Mr Morrison owns 65% of Morrison & Co, indicating he will receive $29.1 million from Macquarie. He also has 3.8 million IFA shares, netting a further $4.3 million.
Australia's Lend Lease owns 25% and Liberato Petagna owns the remaining 10%.
Macquarie's offer for Morrison & Co is conditional on the success of its bid for IFA.
The bid has the blessing of IFA's directors but it may yet be topped by Australian Infrastructure Fund, which has a rival all-scrip offer in the market.
Macquarie said it had no plans to make takeover offers for Infratil New Zealand or Utilico, the international Infratil arm, despite its bid for IFA.
"We haven't even thought about those issues," Macquarie Infrastructure Group external affairs manager Dennis Eagar said last week. "We have no interest in Infratil New Zealand at this stage."
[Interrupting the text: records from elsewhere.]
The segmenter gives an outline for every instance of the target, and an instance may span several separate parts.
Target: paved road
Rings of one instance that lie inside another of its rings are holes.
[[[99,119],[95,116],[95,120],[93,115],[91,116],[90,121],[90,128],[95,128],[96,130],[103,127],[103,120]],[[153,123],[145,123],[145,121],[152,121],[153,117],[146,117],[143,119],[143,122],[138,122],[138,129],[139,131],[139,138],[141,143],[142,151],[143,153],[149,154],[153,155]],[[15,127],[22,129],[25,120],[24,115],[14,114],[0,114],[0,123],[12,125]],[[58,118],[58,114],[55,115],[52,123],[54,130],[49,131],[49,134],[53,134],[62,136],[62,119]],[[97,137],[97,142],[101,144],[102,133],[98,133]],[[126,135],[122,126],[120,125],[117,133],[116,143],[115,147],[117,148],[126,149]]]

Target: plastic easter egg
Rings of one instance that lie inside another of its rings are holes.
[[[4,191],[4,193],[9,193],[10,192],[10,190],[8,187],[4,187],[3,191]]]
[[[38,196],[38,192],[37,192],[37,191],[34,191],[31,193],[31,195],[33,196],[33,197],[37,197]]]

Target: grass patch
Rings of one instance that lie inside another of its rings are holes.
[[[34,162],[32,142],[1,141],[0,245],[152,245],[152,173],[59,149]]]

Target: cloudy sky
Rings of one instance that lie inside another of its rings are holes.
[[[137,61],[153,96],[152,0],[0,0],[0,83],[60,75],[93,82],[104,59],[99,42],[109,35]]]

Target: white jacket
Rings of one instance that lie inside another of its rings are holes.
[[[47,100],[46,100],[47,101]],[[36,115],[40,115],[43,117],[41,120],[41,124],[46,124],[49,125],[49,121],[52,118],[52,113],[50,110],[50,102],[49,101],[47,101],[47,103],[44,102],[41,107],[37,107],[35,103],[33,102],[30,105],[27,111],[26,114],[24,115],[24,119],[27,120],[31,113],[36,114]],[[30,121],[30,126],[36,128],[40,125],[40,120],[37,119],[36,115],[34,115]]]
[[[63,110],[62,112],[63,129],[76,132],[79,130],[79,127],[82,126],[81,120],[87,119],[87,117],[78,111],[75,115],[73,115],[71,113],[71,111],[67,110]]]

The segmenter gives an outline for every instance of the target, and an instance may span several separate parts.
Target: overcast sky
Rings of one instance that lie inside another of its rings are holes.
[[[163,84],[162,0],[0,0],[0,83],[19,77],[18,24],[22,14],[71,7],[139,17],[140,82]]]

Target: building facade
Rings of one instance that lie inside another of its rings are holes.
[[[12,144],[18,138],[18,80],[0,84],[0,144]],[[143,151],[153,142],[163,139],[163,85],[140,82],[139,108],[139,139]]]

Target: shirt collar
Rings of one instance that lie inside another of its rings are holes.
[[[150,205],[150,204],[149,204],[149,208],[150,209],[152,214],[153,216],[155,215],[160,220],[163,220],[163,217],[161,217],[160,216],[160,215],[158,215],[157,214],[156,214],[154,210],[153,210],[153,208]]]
Mr Eagar said Macquarie Infrastructure Group was essentially a toll road owner and was interested in IFA because its investments in the Perth, Darwin, and Northern Territories airports exhibited similar characteristics to toll roads - "limited competition, GDP-plus growth, but with a bit more risk and a bit more upside."
Macquarie has indicated it will sell IFA's controlling stake, valued by Infratil at $A86 million, in Victorian generator Southern Hydro.
The bank specialises in infrastructure investment and is the world's second-largest infrastructure privatisation adviser.